Pearl Jam, “Gigaton”

Where “Lightning Bolt” was solid but stagnant, “Gigaton” is (ironically) more electric, a living, breathing thing giving off sparks.
Reviews
Pearl Jam, “Gigaton”

Where “Lightning Bolt” was solid but stagnant, “Gigaton” is (ironically) more electric, a living, breathing thing giving off sparks.

Words: Lydia Pudzianowski

March 25, 2020

Pearl Jam
Gigaton
REPUBLIC
8/10

Pearl Jam always felt like the outlier of Seattle’s Big Four grunge bands. For one, their music is the most optimistic, which is to say that it’s optimistic at all (Alice in Chains might be a distant second, which says a lot about the other two). Frontman Eddie Vedder, the poster child for ’90s angst, famously graced the cover of Time alongside the headline “All the Rage” in 1993, but his band is also responsible for songs with titles like “Given to Fly” and, of course, soaring choruses like “I’m still alive.” This sense of hopeful perseverance is a hallmark of Pearl Jam’s, present on every one of their albums. Their latest, Gigaton, opens with it; the chorus of “Who Ever Said” is “Whoever said it’s all been said gave up on satisfaction.”

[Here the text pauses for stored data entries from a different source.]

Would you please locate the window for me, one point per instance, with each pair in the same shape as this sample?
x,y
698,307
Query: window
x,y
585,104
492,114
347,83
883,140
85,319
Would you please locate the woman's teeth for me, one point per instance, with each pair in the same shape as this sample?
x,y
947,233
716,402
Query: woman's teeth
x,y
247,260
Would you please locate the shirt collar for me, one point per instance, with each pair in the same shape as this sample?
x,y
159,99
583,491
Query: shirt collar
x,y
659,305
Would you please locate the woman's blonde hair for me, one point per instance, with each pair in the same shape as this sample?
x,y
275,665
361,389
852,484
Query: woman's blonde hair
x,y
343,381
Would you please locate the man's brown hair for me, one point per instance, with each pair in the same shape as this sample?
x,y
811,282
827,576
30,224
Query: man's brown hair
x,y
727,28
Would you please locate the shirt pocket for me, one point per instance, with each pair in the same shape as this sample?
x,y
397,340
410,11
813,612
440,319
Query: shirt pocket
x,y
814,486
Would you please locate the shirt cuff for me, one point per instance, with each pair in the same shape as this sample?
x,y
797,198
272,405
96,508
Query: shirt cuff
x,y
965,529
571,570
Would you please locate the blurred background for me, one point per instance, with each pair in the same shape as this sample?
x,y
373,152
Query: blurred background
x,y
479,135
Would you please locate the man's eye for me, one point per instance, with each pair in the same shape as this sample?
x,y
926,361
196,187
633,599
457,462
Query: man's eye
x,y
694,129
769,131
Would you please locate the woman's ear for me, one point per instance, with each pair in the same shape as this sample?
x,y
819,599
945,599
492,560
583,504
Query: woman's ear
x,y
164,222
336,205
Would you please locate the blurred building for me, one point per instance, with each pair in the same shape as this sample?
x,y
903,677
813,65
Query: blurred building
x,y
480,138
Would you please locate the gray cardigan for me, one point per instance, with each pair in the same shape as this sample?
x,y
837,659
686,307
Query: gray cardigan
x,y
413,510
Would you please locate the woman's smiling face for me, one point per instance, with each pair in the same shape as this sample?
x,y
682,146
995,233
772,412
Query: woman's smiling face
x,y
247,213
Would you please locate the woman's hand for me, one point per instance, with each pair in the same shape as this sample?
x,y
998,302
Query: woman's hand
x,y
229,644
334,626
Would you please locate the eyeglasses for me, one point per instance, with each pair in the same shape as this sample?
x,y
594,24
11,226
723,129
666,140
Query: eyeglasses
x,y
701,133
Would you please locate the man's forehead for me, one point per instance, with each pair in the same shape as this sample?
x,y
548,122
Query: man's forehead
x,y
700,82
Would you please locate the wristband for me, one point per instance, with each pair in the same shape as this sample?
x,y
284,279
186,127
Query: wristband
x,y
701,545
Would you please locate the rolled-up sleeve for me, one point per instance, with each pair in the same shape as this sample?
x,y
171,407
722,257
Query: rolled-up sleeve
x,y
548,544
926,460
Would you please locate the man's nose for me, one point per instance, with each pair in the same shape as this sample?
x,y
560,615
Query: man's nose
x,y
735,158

Their last studio album, 2013’s Lightning Bolt, was fine but unmemorable. Gigaton doesn’t have that problem. Each track offers something new, and often it’s unlike anything the band has done before. It’s jarring, at first, to hear Vedder’s distinctive voice on a heavily electronic song like “Dance of the Clairvoyants,” which sounds like the product of a Byrne-Eno collaboration—but it quickly grows on you. “Buckle Up” finds Vedder delicately exploring a parent-child relationship, a theme Pearl Jam spent much of their early albums considering and one which Vedder himself has wrestled with for much of his life (now, though, it’s a little different: “I finally awoke to my mother’s wrath / Call lights, bed sores, and sponge baths.”) And “Quick Escape” is crunchy, Zeppelin-esque hard rock, even including Kashmir in its list of locations on a quest “to find a place Trump hadn’t fucked up yet.” (Remember Riot Act, Pearl Jam’s post-9/11 album, when they wrote “Bu$hleaguer,” with lines like “Born on third, thinks he got a triple,” to dunk on the president? The more things change, etc.).

More than anything, Gigaton, which was recorded in Seattle and Montana, feels heavily influenced by the natural world, like a dispatch from a wide-open space. It vibrates with an energy that sounds like birds flying, wind blowing, waves pulsing, even whales singing—and it works beautifully. Where Lightning Bolt was solid but stagnant, Gigaton is (ironically) more electric, a living, breathing thing giving off sparks. It takes one listen to make an impression as large as its title might suggest, feeling simultaneously sweeping and intimate, like opening a kitchen window and getting a lungful of fresh Pacific Northwest air. 

On the quietly stunning “Alright,” Vedder sings, “It’s alright to be alone, to listen for a heartbeat, it’s your own.” There’s no way Pearl Jam could’ve known that Gigaton would come out in the midst of a global pandemic—but ultimately, this is the album we need right now.